17/06/2012
Bestial Business 3
Lisez les deux épisodes précédents...
Est-ce qu’elle souhaite aussi voir mes araignées ? Elle hésite. Je sors un couple de mygales velues deux fois plus grosses que la tortue. Visiblement, elle n’aime pas les araignées. Elle recule au fond de la pièce et me demande de fermer la valise. Je la sens tendue mais, elle reprend vite ses esprits. Elle me remercie pour cette belle démonstration de spécimens, mais elle n’est pas là pour ça. Ah bon, je croyais.
Je lui explique que j’ai l’intention de reprendre le business de Julius, qu’il me faut beaucoup d’argent pour faire libérer mon oncle. Par chance, il m’a laissé tous ses contacts sur les cinq continents. Ces reptiles et ces araignées ne sont qu’une mise en bouche. Je peux, si c’est ce qu’on souhaite, lui procurer un éléphant ou un hippopotame. Cependant, il serait plus facile de se contenter de NAC ordinaires, des nouveaux animaux de compagnie de taille plus modeste. Disons, boas, pythons, iguanes, scorpions, moufettes, marmottes, mygales… Faites votre marché, chère Gaëlle ! Communs ou rares, autorisés ou interdits… Question de délais et de prix. Pour certains, si nécessaire, je peux même procurer des permis, disons, quasi légaux.
Je crois que la belle s’attendait à autre chose. Elle me pose sans conviction quelques questions un peu indiscrètes sur mes sources, je botte en touche. Elle sait qu’elle ne doit pas me poser ce genre de question… Essayé, pas pu ! Elle revient sur mes conditions de vie dans cette cité. Je lui explique à nouveau que c’était ici que Julius s’était installé, que c’est un endroit favorable pour passer inaperçu, les flics n’osent plus venir par ici. Trop dangereux ! J’y suis donc incognito.
Elle m’explique que, finalement, elle est venue pour un premier contact, qu’elle doit en référer à ses amis, que j’aurai sans doute des nouvelles bientôt. Pourtant, elle avait parlé de commande. Je suis déçu. Elle enfile ses gants, je l’aide à remettre son soyeux manteau de fourrure. Elle me fait un grand sourire.
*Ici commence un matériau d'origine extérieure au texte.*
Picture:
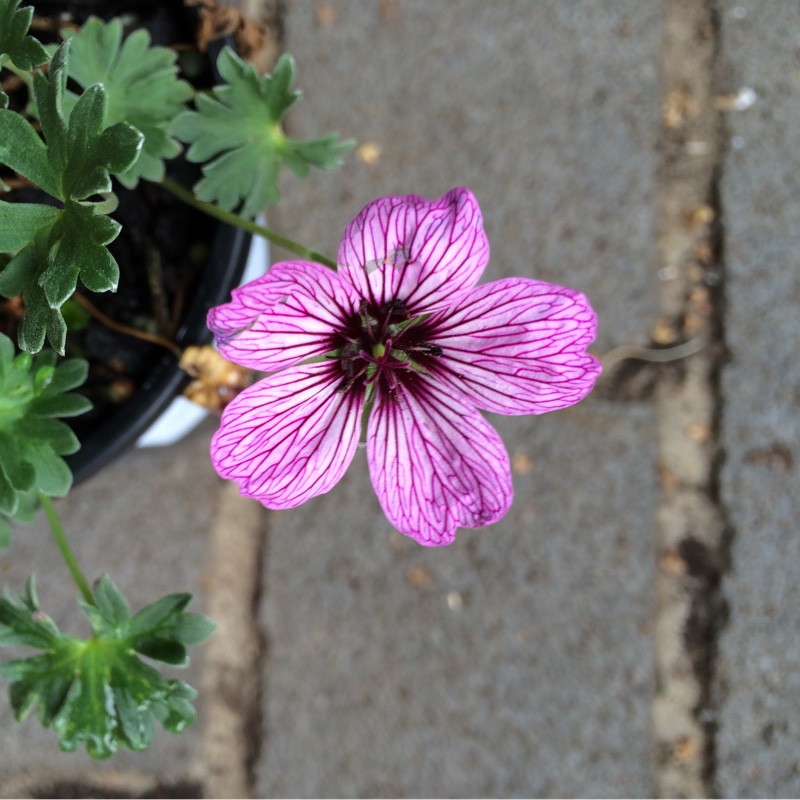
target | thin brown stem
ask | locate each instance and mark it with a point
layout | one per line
(87, 304)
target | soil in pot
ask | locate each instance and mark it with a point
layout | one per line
(163, 251)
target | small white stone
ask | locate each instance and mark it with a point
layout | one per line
(455, 602)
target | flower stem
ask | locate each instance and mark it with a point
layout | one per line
(66, 550)
(245, 224)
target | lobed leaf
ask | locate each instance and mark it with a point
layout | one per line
(142, 88)
(96, 692)
(56, 247)
(33, 390)
(238, 126)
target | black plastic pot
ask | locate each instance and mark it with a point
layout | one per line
(229, 250)
(167, 380)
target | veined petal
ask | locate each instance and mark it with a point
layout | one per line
(435, 463)
(290, 436)
(518, 346)
(426, 253)
(283, 317)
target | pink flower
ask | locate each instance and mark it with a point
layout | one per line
(401, 329)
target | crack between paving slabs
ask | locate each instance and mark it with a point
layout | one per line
(692, 527)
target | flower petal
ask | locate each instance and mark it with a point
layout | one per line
(518, 346)
(426, 253)
(436, 464)
(289, 437)
(283, 317)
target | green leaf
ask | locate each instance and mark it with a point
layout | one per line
(58, 247)
(21, 222)
(239, 127)
(32, 391)
(96, 692)
(142, 85)
(111, 602)
(22, 149)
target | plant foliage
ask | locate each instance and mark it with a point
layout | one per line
(33, 393)
(99, 691)
(238, 126)
(73, 163)
(142, 86)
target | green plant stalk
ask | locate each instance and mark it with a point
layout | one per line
(27, 77)
(66, 551)
(245, 224)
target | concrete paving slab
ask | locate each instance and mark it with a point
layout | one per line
(519, 660)
(144, 520)
(758, 748)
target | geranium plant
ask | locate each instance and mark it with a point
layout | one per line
(394, 341)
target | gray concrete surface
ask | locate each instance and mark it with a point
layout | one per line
(520, 660)
(144, 520)
(759, 681)
(541, 684)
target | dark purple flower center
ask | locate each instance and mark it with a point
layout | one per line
(384, 344)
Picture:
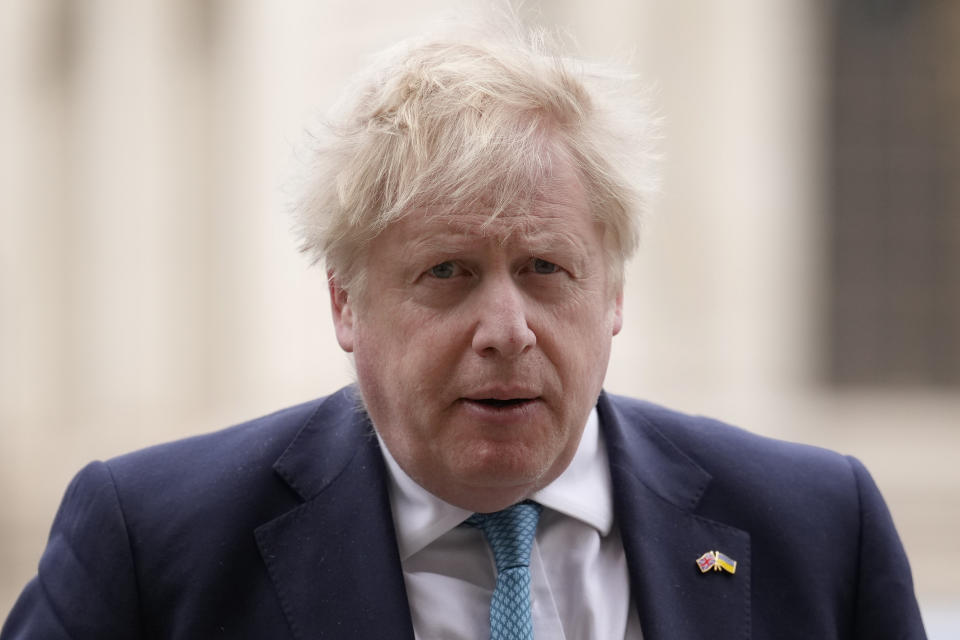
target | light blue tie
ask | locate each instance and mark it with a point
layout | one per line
(510, 534)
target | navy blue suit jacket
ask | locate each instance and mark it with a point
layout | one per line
(281, 528)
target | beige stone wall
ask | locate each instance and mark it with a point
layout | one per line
(149, 287)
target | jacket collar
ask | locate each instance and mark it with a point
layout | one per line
(333, 559)
(335, 565)
(657, 490)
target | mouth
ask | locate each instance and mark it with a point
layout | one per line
(497, 403)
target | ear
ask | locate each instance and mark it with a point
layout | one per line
(618, 313)
(343, 318)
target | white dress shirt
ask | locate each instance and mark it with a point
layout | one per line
(580, 587)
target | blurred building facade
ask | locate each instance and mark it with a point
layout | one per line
(800, 275)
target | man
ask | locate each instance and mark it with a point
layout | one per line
(474, 208)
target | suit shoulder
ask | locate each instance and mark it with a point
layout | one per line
(220, 465)
(740, 460)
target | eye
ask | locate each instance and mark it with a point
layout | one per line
(443, 271)
(544, 267)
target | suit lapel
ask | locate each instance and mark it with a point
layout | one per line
(333, 559)
(656, 492)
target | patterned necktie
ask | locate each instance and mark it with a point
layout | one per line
(510, 534)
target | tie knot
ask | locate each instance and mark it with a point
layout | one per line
(509, 533)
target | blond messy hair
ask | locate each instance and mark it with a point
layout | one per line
(474, 116)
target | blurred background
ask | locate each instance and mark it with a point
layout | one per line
(800, 275)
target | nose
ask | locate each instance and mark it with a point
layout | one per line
(502, 327)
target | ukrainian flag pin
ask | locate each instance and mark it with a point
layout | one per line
(716, 561)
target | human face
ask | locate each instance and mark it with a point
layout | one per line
(481, 347)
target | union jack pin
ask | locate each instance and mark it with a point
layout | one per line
(716, 561)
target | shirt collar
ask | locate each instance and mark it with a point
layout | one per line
(582, 491)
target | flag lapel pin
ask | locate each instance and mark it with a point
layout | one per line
(716, 561)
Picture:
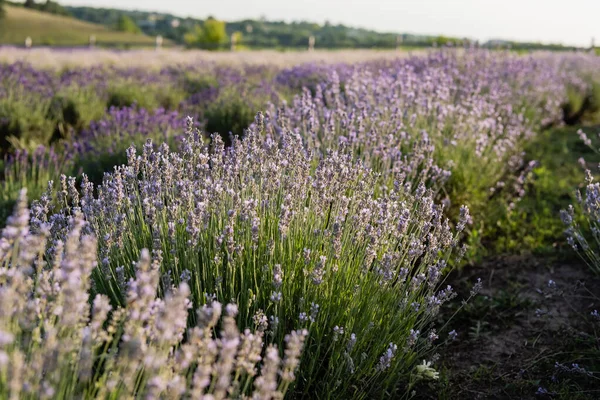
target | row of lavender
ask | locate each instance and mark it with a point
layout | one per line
(325, 229)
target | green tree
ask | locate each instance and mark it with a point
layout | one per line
(126, 24)
(211, 35)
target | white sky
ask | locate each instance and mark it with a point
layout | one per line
(572, 22)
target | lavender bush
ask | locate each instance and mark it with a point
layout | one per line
(294, 243)
(32, 171)
(54, 345)
(582, 221)
(458, 124)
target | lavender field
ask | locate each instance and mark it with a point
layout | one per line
(423, 226)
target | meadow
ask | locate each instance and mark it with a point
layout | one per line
(54, 30)
(299, 225)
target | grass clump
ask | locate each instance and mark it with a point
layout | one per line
(295, 245)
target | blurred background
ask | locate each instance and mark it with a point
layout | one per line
(235, 25)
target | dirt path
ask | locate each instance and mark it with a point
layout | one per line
(531, 314)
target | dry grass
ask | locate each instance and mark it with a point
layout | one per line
(156, 59)
(48, 29)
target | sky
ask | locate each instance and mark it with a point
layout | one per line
(571, 22)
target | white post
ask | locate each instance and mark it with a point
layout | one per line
(233, 43)
(399, 41)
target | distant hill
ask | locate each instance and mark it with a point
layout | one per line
(258, 33)
(56, 30)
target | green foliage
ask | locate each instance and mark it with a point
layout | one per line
(534, 225)
(211, 35)
(24, 123)
(125, 94)
(60, 30)
(30, 170)
(73, 109)
(126, 24)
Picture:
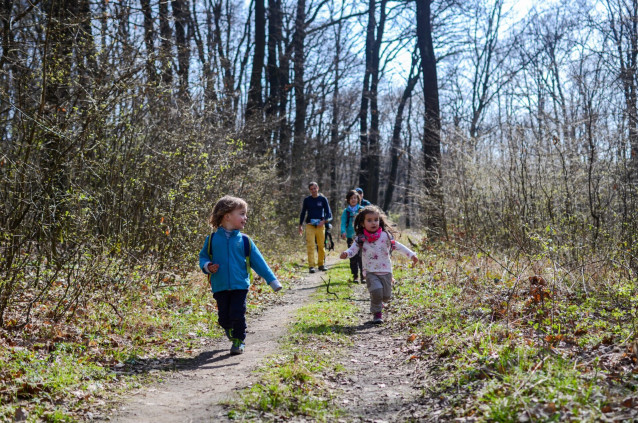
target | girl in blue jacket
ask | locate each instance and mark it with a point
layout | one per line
(347, 231)
(227, 257)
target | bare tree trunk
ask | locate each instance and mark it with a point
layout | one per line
(180, 13)
(364, 142)
(374, 149)
(334, 124)
(254, 106)
(149, 37)
(299, 140)
(396, 133)
(432, 126)
(166, 36)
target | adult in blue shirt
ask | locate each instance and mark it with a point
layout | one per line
(315, 212)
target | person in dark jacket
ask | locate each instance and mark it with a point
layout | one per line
(315, 212)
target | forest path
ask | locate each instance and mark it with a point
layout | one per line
(194, 392)
(374, 387)
(377, 384)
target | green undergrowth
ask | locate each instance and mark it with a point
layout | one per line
(65, 371)
(292, 382)
(536, 346)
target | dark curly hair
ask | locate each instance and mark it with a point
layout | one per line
(384, 222)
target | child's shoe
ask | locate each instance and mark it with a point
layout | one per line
(238, 347)
(229, 334)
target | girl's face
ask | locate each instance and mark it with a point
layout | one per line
(235, 219)
(371, 222)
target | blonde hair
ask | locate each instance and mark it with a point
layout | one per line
(223, 206)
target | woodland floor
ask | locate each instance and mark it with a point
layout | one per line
(374, 387)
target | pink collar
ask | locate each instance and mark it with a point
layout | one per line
(372, 237)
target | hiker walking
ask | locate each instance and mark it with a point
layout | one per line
(376, 242)
(315, 212)
(347, 232)
(227, 257)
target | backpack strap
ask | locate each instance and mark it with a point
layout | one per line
(247, 255)
(392, 245)
(247, 247)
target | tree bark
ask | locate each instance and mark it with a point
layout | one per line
(364, 141)
(396, 134)
(180, 13)
(149, 37)
(432, 126)
(166, 36)
(254, 106)
(299, 140)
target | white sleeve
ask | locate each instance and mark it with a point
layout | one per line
(403, 249)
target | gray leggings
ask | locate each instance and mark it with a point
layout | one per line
(380, 288)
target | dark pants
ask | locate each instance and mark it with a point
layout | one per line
(356, 267)
(231, 307)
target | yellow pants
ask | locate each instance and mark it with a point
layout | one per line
(315, 234)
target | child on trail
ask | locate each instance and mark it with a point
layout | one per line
(376, 242)
(227, 257)
(347, 232)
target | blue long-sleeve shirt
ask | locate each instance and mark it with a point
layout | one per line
(315, 208)
(229, 254)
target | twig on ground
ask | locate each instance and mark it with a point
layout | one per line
(328, 287)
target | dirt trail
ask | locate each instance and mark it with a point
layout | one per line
(377, 385)
(193, 394)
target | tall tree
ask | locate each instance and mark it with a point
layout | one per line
(181, 14)
(395, 144)
(149, 37)
(298, 84)
(166, 35)
(254, 105)
(432, 125)
(369, 137)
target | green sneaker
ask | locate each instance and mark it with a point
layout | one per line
(229, 334)
(238, 347)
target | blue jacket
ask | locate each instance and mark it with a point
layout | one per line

Si l’on n’était pas en affaire, j’aurais tenté ma chance… J’ai repéré un petit restau en frontière de ces immeubles et je déteste manger seul quand le restaurant est bon.
Du coup, je vais me préparer un petit encas pour midi puis je me replongerai dans Cents ans de solitude. Le loueur avait parlé d’un grille-pain parmi les avantages mirobolants de ce studio meublé. L’engin est bien là sur le plan de travail défoncé. Il n’est pas tout neuf. Marchera, marchera pas ? Je l’essaye à vide. Le ressort arrache un bruit aigu de ferraille fatiguée… Il a l’air de chauffer. Très bien, je vais pouvoir me faire un club-sandwich.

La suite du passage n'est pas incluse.